Je m'étais ému, ainsi que d'autres, de ce que les moyens consacrés en France à la numérisation du patrimoine soient tellement insuffisants que l'on doive mendier des ressources auprès de partenaires industriels, alors qu'ils sont assez modestes en regard de ce que l'on dépense par ailleurs pour des actions bien moins pérennes. Ainsi, la France, pays dont certains vantent sans cesse l'excellence culturelle, dépenserait bien plus d'argent public pour le sport spectacle que pour cette indispensable numérisation.
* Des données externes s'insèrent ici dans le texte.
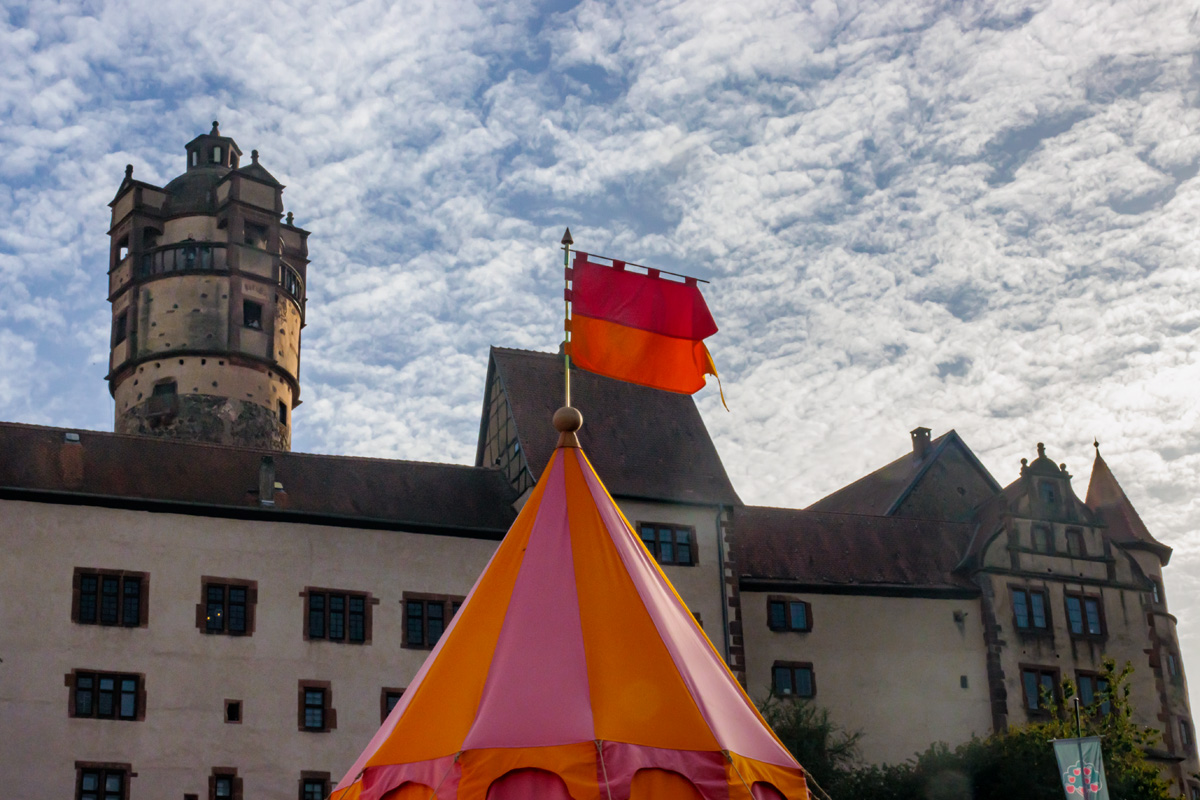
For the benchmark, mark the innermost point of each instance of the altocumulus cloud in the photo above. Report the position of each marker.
(970, 215)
Contrairement à, par exemple, mon collègue Alain Finkielkraut (si toutefois j'ai bien compris ses opinions), je ne pense pas que le patrimoine culturel soit sali ou en quelque sorte parasité par la technologie à partir du moment où il est numérisé. Je ne pense pas que la mise à disposition sur Internet d'une photographie de bonne qualité d'une peinture nuit à celle-ci, ou inciterait le public à se limiter à une pâle copie de la réalité. Au contraire, elle permet à la grande majorité du public, qui n'a pas les moyens financiers de se déplacer dans les villes où les musées sont situés, d'accéder à ces œuvres. Rappelons que la majorité des français habitent en province et que tant le train que l'hôtel à Paris sont coûteux.
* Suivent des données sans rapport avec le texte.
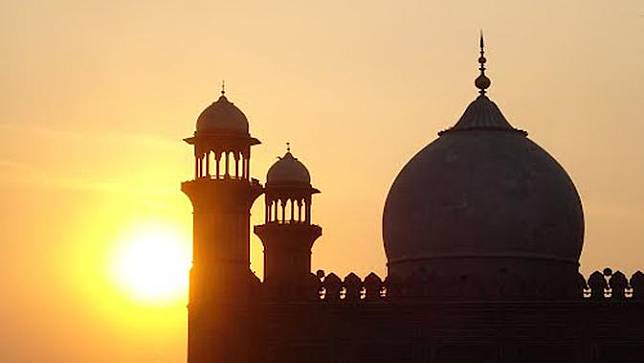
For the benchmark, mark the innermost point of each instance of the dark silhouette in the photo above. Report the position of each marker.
(483, 230)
C'est donc avec une grande joie que j'ai entendu Nicolas Sarkozy, Président de la République, annoncer dans ses vœux que la numérisation serait une priorité :

Grâce à un plan d’investissement sans précédent nous allons pouvoir accomplir la révolution numérique, donner à tous l’accès au haut débit, numériser nos livres pour que notre langue, notre culture puissent continuer à rayonner

Nous devons toutefois être vigilants. Le risque toujours présent est de voir les pouvoirs publics, pressés par les obligations budgétaires, vouloir à toute force « valoriser » le patrimoine, c'est-à-dire le « propriétariser », éventuellement au bénéfice d'acteurs privés. Je défends sur ce point une ligne simple : les numérisations de documents du domaine public détenus par des organismes publics doivent relever du domaine public et être librement utilisables.